We see banks on every corner. On the other hand, credit unions are thought of as savings and loan institutions that are not as prestigious as banks. However, in reality they are the best kept secret in the world of financial institutions. But don’t let me influence you. Here are some characteristics that distinguish the way that banks operate as opposed to credit unions.
- Who owns them? Banks are owned by a group of investors. They decide the policy and administer the work of the bank. Banks are organizations that look to make a profit so that the investors can recoup a return on their investment. Credit unions are owned by the members. The board is made up of volunteer members who want to serve their fellow members. As shareholders in the credit union, each member gets a vote and has a voice in policy making decisions that affect their money.
- Are my funds secured? Banking funds are backed by the full faith and protection of the federal government. The group that insures these funds is the Federal Deposit Insurance Corporation. We’ve all seen that little FDIC sign on the front window of the bank.

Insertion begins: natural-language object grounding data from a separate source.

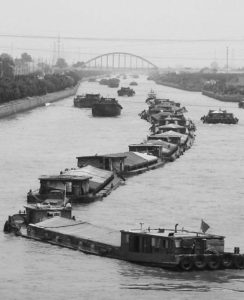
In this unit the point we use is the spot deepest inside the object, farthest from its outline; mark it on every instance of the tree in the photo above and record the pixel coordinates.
(61, 63)
(25, 57)
(6, 66)
(79, 64)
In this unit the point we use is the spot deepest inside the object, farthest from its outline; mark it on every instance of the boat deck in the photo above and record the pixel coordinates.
(80, 230)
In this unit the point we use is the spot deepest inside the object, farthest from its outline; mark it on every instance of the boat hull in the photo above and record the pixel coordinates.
(106, 110)
(79, 239)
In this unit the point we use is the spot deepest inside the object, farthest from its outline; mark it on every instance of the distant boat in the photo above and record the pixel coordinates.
(106, 107)
(86, 101)
(219, 116)
(126, 91)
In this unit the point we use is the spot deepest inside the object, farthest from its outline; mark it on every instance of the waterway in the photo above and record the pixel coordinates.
(205, 183)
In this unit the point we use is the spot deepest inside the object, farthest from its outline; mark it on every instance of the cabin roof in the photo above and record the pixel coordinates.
(95, 174)
(81, 229)
(112, 155)
(64, 177)
(170, 233)
(175, 126)
(46, 206)
(170, 133)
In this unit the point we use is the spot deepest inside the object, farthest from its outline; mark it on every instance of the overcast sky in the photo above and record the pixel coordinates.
(179, 19)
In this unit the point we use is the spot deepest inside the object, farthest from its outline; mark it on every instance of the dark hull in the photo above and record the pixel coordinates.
(220, 121)
(73, 199)
(106, 110)
(183, 262)
(85, 103)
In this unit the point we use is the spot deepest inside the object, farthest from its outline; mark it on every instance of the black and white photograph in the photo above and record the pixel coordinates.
(122, 150)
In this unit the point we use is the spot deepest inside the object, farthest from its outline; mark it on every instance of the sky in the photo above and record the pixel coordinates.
(177, 19)
(182, 20)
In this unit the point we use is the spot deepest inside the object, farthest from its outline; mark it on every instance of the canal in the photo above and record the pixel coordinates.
(205, 183)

Credit union funds are also backed by the full faith and protection of the federal government. Their funds are insured by a different group, the Credit Union National Association or CUNA.
- Who can join? Anyone who can meet the requirements of the banking institution can open an account there. Banks have a greater reserve of cash at their disposal so they offer incentives to get customers in the door. They call these “loss leaders”. If half of the people that come in open an account, then the bank can afford to take a loss on the items that they are giving away for free. Credit unions are not open to the general public like a bank is. Credit unions choose members based on many factors: geography, workplace, religious affiliation, and civic associations. There is a credit union out there for everyone if you look long enough. The small selection of members allows them to offer better services to those members.

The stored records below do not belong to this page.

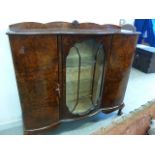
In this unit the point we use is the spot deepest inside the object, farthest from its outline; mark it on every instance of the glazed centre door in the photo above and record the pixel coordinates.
(84, 66)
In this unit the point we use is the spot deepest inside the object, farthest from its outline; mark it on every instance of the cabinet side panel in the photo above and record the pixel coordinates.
(119, 61)
(36, 67)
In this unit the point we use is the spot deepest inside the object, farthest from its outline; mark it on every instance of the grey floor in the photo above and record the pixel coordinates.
(140, 89)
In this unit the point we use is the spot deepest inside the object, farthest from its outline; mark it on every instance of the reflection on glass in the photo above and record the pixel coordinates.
(84, 74)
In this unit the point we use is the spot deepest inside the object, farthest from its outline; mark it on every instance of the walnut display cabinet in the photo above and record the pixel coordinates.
(68, 71)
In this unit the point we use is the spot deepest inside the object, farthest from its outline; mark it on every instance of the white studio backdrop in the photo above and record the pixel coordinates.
(15, 11)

- How friendly are they? Banks put a friendly face on their ads and commercials to earn your business. The problem is that some banks don’t work as hard to keep your business. If you are dissatisfied with their services they invite you to choose another institution. Banks operate in a way that satisfies their investors, and they earn a profit. Credit unions work to keep customers happy. After all, the customers are the shareholders. Credit unions are not for profit, so any funds that do not go to operating and other financial costs are funneled back into offering lower interest rates on loans and higher yields on CDs and money market accounts.
Banks don’t like credit unions because they offer something that they don’t: consistent customer service and better interest rates. On the other hand, banks have incentives that credit unions can’t match because they don’t have as much money to use on them. The choice is up to each customer to decide what is most important to them in an institution.